The problem I see with this, is that
this will be application wide,
Then you need common service that handles it. Suprisingly, I would call it IAuthorisationService.
and I
am looking for best practices on how
to approach this. Should I be looking
at CustomControllers? Filters? or
what?
Whichever way you choose you should use common IAuthorisationService above.
From my experience I can tell that it is easier to inject the service into controller and use it on every action:
/* Interfaces */
public interface IAuthorisationService {
bool CanEdit(YourItem item);
}
public interface ICurrentUserProvider {
YourUserEntity GetCurrentUser();
}
/* Implementations */
public class HttpUserProvider : ICurrentUserProvider {
public YourUserEntity GetCurrentUser() {
return HttpContext.Current.User.Principal as YourUserEntity;
}
}
public calss RolesAuthorisationService : IAuthorisationService {
ICurrentUserProvider userProvider
public RolesAuthorisationService(ICurrentUserProvider userProvider) {
this.userProvider = userProvider;
}
public bool CanEdit(YourItem item) {
var u = userProvider.GetCurrentUser();
if (u == null)
return false;
return item.Owner == u && u.IsInRole("EditYourItem");
}
}
/* Controller */
public class MyController: Controller {
IAuthorisationService authorisation;
public MyController(IAuthorisationService authorisation) {
this.authorisation = authorisation;
}
public ActionResult Edit(int id) {
var item = GetTheItembyIdSomehow();
if (!authorisation.CanEdit(item))
return new HttpUnauthorizedResult();
// Can do this
}
}
Then you can use ControllerFactory to inject the required dependencies automatically into the controllers:
class DependencyInjectionContainer : WindsorContainer {
public DependencyInjectionContainer() {
RegisterDependencies();
}
private void RegisterDependencies() {
// Services
Register(
AllTypes.Of<IDiscoverableService>()
.FromAssembly(typeof(IDiscoverableService).Assembly)

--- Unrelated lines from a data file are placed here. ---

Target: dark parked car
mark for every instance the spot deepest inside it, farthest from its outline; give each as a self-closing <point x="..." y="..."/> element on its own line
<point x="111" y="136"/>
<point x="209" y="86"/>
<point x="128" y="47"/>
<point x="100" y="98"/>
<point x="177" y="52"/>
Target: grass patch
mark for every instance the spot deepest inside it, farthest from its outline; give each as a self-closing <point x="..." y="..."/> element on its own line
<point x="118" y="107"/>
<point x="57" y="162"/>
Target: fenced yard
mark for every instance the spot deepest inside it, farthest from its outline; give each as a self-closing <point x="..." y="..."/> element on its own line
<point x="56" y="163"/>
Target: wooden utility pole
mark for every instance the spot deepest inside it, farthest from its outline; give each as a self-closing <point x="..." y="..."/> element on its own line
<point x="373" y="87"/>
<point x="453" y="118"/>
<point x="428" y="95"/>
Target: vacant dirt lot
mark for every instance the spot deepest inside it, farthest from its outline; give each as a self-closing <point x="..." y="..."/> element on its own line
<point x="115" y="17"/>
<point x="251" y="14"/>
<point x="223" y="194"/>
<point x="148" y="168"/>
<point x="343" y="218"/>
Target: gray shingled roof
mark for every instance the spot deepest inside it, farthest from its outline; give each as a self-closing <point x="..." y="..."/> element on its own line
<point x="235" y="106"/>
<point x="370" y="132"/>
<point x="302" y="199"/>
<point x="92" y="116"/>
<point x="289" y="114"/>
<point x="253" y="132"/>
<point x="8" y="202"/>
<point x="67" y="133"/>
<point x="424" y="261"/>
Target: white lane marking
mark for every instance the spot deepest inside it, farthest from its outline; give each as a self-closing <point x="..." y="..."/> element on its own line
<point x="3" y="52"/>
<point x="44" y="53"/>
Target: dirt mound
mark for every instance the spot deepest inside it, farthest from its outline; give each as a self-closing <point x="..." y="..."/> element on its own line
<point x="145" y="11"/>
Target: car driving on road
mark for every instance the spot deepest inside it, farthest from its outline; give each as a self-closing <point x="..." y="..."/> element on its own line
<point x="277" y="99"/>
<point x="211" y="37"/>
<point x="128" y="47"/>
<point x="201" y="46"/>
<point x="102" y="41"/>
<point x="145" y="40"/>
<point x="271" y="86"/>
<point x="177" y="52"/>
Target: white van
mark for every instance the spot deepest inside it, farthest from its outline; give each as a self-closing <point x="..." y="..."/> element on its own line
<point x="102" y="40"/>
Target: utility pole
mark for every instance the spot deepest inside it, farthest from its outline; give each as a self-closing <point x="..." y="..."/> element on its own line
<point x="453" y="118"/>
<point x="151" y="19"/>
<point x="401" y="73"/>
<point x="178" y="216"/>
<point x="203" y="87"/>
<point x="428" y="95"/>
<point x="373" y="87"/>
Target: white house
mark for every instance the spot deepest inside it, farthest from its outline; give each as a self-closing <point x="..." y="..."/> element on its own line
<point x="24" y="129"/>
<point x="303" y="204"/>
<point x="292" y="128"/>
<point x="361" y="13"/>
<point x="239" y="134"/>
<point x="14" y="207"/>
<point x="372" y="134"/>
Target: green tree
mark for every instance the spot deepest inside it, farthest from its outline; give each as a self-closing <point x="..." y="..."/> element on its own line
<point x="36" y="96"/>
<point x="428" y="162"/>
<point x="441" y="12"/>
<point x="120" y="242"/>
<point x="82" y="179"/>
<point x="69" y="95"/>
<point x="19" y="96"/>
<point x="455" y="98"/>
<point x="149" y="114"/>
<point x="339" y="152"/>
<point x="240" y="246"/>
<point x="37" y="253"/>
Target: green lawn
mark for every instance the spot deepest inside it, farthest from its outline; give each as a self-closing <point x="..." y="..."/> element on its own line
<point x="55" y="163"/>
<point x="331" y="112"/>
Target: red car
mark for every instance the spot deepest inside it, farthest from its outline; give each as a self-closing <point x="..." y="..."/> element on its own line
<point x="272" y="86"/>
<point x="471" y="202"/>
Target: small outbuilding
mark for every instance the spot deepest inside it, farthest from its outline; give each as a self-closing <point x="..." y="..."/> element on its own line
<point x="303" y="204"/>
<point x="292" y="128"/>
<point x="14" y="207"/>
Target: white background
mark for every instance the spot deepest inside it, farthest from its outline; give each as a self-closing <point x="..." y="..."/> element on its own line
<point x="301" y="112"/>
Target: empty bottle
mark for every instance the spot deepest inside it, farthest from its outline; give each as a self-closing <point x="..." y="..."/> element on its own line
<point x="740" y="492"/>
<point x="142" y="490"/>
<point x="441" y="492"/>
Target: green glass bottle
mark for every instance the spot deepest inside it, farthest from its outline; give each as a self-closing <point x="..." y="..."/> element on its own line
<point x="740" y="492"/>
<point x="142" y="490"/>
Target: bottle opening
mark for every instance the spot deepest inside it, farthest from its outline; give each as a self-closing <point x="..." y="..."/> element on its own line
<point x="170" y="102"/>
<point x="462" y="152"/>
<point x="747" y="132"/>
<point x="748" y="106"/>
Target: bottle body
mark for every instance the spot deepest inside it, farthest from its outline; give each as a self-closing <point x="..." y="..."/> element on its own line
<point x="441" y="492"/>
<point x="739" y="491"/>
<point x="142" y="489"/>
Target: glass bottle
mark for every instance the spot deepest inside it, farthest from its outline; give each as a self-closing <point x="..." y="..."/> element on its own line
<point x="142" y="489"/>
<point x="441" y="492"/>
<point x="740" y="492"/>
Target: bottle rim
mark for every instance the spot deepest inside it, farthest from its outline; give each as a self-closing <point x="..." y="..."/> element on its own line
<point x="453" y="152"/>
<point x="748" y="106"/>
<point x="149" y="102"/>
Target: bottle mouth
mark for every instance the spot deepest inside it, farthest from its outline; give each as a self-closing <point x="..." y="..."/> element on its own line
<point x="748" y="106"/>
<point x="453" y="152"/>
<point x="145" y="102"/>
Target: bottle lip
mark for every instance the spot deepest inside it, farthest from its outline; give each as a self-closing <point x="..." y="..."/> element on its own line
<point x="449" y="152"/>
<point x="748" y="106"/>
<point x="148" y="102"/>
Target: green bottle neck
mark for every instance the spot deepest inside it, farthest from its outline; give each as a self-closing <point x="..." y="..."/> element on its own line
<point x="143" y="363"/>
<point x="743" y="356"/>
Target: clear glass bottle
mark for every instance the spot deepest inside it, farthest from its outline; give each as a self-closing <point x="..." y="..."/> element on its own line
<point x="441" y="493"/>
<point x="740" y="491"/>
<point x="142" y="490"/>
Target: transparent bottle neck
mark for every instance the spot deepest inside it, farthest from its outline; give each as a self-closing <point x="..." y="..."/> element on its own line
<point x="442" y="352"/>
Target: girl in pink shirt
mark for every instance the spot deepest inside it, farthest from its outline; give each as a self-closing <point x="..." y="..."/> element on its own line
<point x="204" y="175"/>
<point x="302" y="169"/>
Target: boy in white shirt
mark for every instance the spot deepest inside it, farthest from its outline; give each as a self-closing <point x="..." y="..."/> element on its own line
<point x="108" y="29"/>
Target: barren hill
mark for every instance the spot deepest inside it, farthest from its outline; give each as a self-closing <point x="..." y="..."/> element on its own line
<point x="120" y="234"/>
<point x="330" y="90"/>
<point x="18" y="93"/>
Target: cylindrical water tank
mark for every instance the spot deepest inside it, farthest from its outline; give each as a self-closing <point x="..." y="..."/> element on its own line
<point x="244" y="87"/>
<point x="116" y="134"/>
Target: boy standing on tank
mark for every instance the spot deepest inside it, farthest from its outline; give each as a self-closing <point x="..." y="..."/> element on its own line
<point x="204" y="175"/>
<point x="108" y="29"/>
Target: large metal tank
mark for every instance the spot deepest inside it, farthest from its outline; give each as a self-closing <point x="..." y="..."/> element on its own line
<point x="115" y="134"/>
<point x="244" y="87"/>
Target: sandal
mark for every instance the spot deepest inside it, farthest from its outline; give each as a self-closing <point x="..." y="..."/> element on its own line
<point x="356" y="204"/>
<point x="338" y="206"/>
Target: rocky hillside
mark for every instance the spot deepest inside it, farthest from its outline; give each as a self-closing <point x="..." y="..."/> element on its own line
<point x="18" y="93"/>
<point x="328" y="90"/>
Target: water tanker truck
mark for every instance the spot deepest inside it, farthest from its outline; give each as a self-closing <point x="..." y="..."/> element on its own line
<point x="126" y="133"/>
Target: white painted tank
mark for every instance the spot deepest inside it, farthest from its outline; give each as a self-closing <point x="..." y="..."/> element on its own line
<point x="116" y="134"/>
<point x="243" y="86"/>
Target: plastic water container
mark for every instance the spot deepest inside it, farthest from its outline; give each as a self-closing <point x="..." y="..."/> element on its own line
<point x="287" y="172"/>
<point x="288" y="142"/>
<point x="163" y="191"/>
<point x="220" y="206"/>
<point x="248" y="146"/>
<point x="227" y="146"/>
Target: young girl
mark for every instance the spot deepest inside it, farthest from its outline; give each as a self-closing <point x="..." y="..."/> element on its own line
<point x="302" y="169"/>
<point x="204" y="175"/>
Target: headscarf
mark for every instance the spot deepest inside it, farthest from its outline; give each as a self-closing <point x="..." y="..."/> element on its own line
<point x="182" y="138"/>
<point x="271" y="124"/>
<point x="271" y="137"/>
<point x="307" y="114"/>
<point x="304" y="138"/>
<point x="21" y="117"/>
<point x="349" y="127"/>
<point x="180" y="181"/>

.Configure(c => c.LifeStyle.Transient)
.WithService.FromInterface()
);
// Controllers
Register(
AllTypes.Of<IController>()
.FromAssembly(typeof(DependencyInjectionContainer).Assembly)
.Configure(c => c.LifeStyle.Transient)
);
}
}
class WindsorControllerFactory : DefaultControllerFactory, IDisposable {
private readonly IWindsorContainer container;
public WindsorControllerFactory() {
container = new DependencyInjectionContainer();
}
protected override IController GetControllerInstance(Type controllerType) {
if (controllerType == null)
return base.GetControllerInstance(controllerType);
return (IController) container.Resolve(controllerType);
}
public void Dispose() {
container.Dispose();
}
}
I use IPrincipal and Authorize(Roles='...') attribute to limit access to actions. IPrincipal is then injected into service layer and user IIdentity is used to filter data.
Example: Users create tasks. Every user can see his tasks. GetTask(int taskId) method first filters by CreatedBy field using identifier from IIdentity and then takes task with specified id. If user doesn't have access to data, method will not return any rows.